【2025年義務化】ストレスチェック、中小企業が最初にやるべき5つの準備とよくある失敗

「うちは対象になるのか」「何から始めればいいかわからない」「やり方を間違えると法律違反になるのでは」——ストレスチェック制度をめぐって、こうした不安の声は中小企業の経営者・人事担当者から今も多く聞かれます。

ストレスチェック制度は、2015年12月1日に労働安全衛生法第66条の10に基づき施行されました。メンタルヘルス不調の一次予防(問題が深刻化する前に未然に防ぐこと)を目的とした制度ですが、「健康診断と同じようにやればいい」「外部委託すれば終わり」といった誤解が根強く残っています。その結果、形式だけで実効性のない運用になってしまっているケースも少なくありません。
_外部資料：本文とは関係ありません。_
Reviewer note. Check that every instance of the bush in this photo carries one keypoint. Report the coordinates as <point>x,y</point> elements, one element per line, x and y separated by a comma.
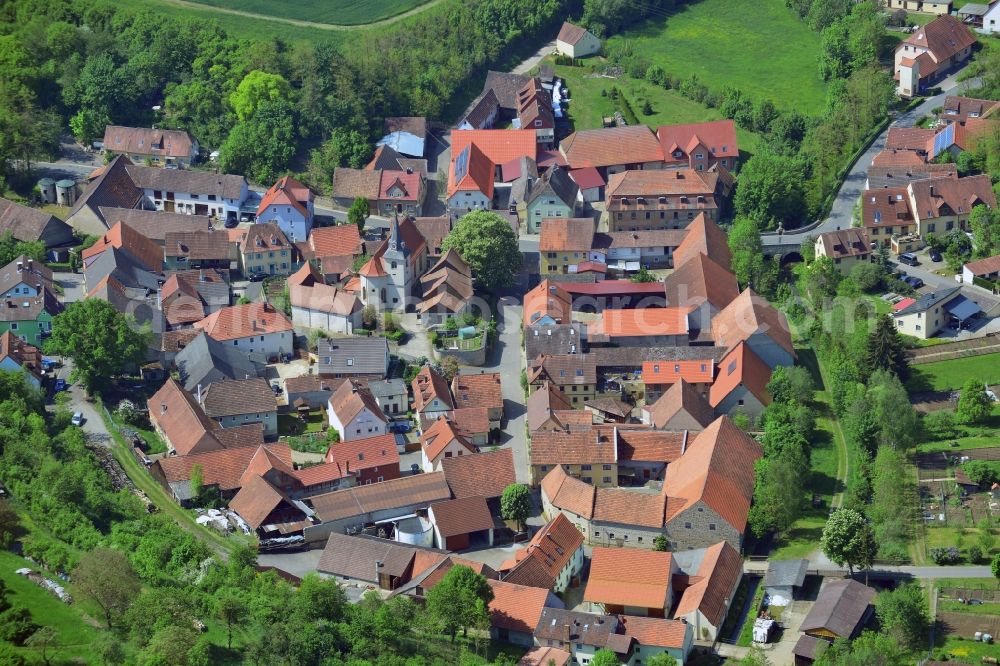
<point>945,556</point>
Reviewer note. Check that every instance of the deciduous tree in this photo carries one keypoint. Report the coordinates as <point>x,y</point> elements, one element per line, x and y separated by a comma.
<point>106,577</point>
<point>848,539</point>
<point>487,243</point>
<point>101,341</point>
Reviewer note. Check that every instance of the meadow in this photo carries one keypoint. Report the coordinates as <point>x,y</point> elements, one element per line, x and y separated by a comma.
<point>333,12</point>
<point>759,46</point>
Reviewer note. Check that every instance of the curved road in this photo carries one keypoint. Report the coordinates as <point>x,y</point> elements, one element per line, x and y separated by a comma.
<point>854,184</point>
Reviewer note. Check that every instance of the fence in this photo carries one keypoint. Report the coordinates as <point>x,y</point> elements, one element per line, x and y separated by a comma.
<point>951,350</point>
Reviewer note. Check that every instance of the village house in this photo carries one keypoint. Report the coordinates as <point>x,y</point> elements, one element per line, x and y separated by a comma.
<point>700,146</point>
<point>984,269</point>
<point>370,459</point>
<point>845,247</point>
<point>574,374</point>
<point>441,440</point>
<point>661,199</point>
<point>251,328</point>
<point>565,243</point>
<point>682,406</point>
<point>205,360</point>
<point>197,249</point>
<point>32,225</point>
<point>553,559</point>
<point>18,356</point>
<point>157,147</point>
<point>931,52</point>
<point>238,402</point>
<point>447,289</point>
<point>354,413</point>
<point>266,250</point>
<point>576,42</point>
<point>629,581</point>
<point>332,250</point>
<point>612,150</point>
<point>553,195</point>
<point>387,279</point>
<point>479,391</point>
<point>289,204</point>
<point>318,305</point>
<point>431,397</point>
<point>177,417</point>
<point>353,358</point>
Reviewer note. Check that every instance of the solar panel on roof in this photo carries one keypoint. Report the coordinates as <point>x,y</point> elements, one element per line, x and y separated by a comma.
<point>462,164</point>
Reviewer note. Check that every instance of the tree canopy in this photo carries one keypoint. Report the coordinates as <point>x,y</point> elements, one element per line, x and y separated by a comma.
<point>487,243</point>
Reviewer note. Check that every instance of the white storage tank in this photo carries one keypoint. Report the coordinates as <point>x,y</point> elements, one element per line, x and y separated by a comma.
<point>415,531</point>
<point>66,192</point>
<point>47,190</point>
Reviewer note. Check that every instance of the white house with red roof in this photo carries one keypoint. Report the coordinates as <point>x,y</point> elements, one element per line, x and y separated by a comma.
<point>576,42</point>
<point>288,203</point>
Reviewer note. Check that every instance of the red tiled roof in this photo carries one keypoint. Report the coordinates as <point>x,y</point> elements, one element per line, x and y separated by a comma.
<point>741,367</point>
<point>717,136</point>
<point>629,577</point>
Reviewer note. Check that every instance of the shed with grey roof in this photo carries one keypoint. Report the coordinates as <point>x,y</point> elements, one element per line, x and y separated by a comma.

本記事では、対象の判断基準から実施手順、高ストレス者への対応、そして職場改善への活用まで、中小企業が押さえるべき実務ポイントを体系的に解説します。法令上の注意点とよくある失敗例も合わせてお伝えしますので、ぜひ自社の運用を見直す機会としてご活用ください。

目次

まず確認:自社はストレスチェックの「義務対象」か

ストレスチェックの実施義務は、常時50人以上の労働者を使用する事業場に課されています(労働安全衛生法第66条の10)。年1回以上の実施が必要です。一方、常時50人未満の事業場は努力義務にとどまりますが、「やらなくていい」と判断するのは早計です。

まず確認が必要なのが「常時使用する労働者数」の算定方法です。ここには以下のような落とし穴があります。

  • パートタイム労働者も含む:週所定労働時間が正社員の4分の3以上であれば、原則としてカウントの対象となります
  • 派遣労働者の扱い:派遣先事業場での安全衛生管理は派遣先が責任を持ちますが、ストレスチェックの実施義務は派遣元事業者に課されます
  • 複数事業場を持つ企業:義務の対象は企業全体ではなく「事業場単位」です。本社は50人以上でも、支店が49人以下であれば、その支店単独では義務対象外となります

また、50人未満でも努力義務は存在します。厚生労働省は義務化対象の拡大に向けた検討を進めており、今後の動向に注意が必要です。「今は対象外だから」と何も準備しないのではなく、早めに体制を整えておくことが経営リスクの軽減につながります。

実施前に必ず整えるべき「準備の4ステップ」

ストレスチェックは、思いついたら即実施できるものではありません。法令に沿った適切な準備が、従業員の信頼確保と法令遵守の両面で不可欠です。

ステップ1:衛生委員会での審議・方針決定

常時50人以上の事業場には衛生委員会の設置が義務付けられています。ストレスチェックの実施方法・スケジュール・個人情報の取り扱い方針などは、この衛生委員会で審議し、決定内容を文書化しておく必要があります。この手続きを省いてしまうと、たとえ実施自体は行われていても手続き違反とみなされるリスクがあります。従業員からの信頼低下にもつながるため、必ず踏んでおきたいステップです。

ステップ2:実施体制の整備

ストレスチェックを実施できる実施者は、医師・保健師・一定の研修を修了した看護師または精神保健福祉士に限られます。重要なのは、事業主や人事権を持つ者は実施者になれないという点です。公平性の確保が目的であり、これを守らないと従業員のプライバシーが侵害されるリスクが生じます。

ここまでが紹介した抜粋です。